- Nutch is a production ready web crawler that works in tandem with Apache Solr
Springshare's search API does search full text but it does not return the matching full text snippet. The full text snippet provides more context to the matched results and this is a feature requested by the Reference & Discovery Services team.
- Docker is a containerization tool used for developing, packaging and running applications
- Install Docker on the host machine with the instructions outlined here
- Docker Swarm is a container orchestration tool which consists of multiple services on a given node
- A Docker host can be a manager or a worker node or both in some cases
- Initialize a node of 1 (where the manager and the worker are the same node)
docker swarm init
- Build the custom nutch image using
docker build ./ -t nutch:msul --no-cache
- Build the custom solr image using
docker build ./solr -t solr:msul --no-cache
- Deploy the Apache Nutch Application using
docker stack deploy -c docker-compose.yml nutch-tutorial
- Stop the Apache Nutch Docker stack using
docker stack rm nutch-tutorial
- Apache Nutch is a production ready web crawler to fetch, parse and index website data into Apache Solr
- Lifecycle of Apache Nutch crawl
Source: https://medium.com/@mobomo/the-basics-working-with-nutch-e5a7d37af231
- Seed: List of url's that are ready to be fetched and indexed
- Inject: Reads the list of url's from the seed file and add them to the list of pages to be crawled. This list is updated with additional metadata in the next steps of the lifecycle.
- Generate: Reads the list of injected url's and creates segments based on the eligibility of a page/url.
- Segment: Segment is a partition created, which contains the fetch list, content, and the parsed content. The content in segment varies at different stages of the lifecycle.
- Fetch: Reads the fetch list from the segments and requests the content for each of the url's in the list.

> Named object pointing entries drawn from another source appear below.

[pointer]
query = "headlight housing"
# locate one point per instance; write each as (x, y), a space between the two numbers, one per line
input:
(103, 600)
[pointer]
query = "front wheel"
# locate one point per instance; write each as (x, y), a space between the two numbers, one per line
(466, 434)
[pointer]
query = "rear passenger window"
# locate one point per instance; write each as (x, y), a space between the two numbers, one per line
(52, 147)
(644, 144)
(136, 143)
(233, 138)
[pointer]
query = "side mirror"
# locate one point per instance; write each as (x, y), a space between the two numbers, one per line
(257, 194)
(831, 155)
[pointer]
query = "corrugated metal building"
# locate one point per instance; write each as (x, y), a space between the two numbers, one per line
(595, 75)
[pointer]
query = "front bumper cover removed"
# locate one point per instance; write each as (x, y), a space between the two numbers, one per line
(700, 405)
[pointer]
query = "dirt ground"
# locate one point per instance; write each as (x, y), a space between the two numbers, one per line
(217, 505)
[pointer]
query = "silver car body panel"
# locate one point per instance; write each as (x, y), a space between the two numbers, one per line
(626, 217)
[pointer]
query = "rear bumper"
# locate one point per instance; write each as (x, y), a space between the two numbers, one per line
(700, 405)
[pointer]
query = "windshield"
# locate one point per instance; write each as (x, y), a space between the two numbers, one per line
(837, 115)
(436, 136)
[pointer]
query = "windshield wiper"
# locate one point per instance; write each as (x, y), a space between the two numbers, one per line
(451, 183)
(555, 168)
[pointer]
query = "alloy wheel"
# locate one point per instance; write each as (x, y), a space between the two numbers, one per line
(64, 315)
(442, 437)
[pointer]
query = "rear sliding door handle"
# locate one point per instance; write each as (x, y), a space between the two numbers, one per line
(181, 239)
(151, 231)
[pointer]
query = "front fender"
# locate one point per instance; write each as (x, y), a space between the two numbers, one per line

- Parse: Processes the content fetched and primes it for indexing into Solr. This step includes identifying the title, page url, and page body from the fetched content.
- Index: Indexes data into a Lucene based search.
- Lucene: A java based full-text indexing and searching software.
- Solr: A wrapper around Lucene providing a GUI and adding the ability to configure indexing and searching.
- Hadoop Map Files: A directory containing 2 files, data and index. Data file consists of key and values and the index file consists of fraction of the keys. The index file is loaded into the memory for quick lookup.
- TODO - Move these steps into the Docker file
- Navigate to
/root/nutch_source/runtime/local/conf
and update the following files- Replace the contents of the file
nutch-site.xml
.
- Replace the contents of the file
- Navigate to
<?xml version="1.0"?>
<?xml-stylesheet type="text/xsl" href="configuration.xsl"?>
<!-- Put site-specific property overrides in this file. -->
<configuration>
<property>
<name>http.agent.name</name>
<value>My Nutch Spider</value>
</property>
</configuration>
- Navigate to
/root/nutch_source/runtime/local/conf/index-writers.xml
and update the url param.
<param name="url" value="http://solr:8983/solr/nutch"/>
- Enter the Nutch Docker container using
docker exec -it `docker ps -aqf name='nutch-tutorial_nutch'` bash
- A text file containing list of url's with one url per line.
- The url's can contain optional metadata separated by tabs, represented in key=value format
https://libguides.lib.msu.edu/ISB202Taylor
https://libguides.lib.msu.edu/ISB202Taylor nutch.score=10 nutch.fetchInterval=2592000
- A seeds.txt file is required for this step. This is the starting point for Nutch to crawl the url's
- Inject url's into the db using
nutch inject crawl/crawldb urls
- Extracts the url's from url's from the seeds file and queues them for fetching.
- After the first crawl Nutch will generate the url's from hyperlinks on the parsed pages.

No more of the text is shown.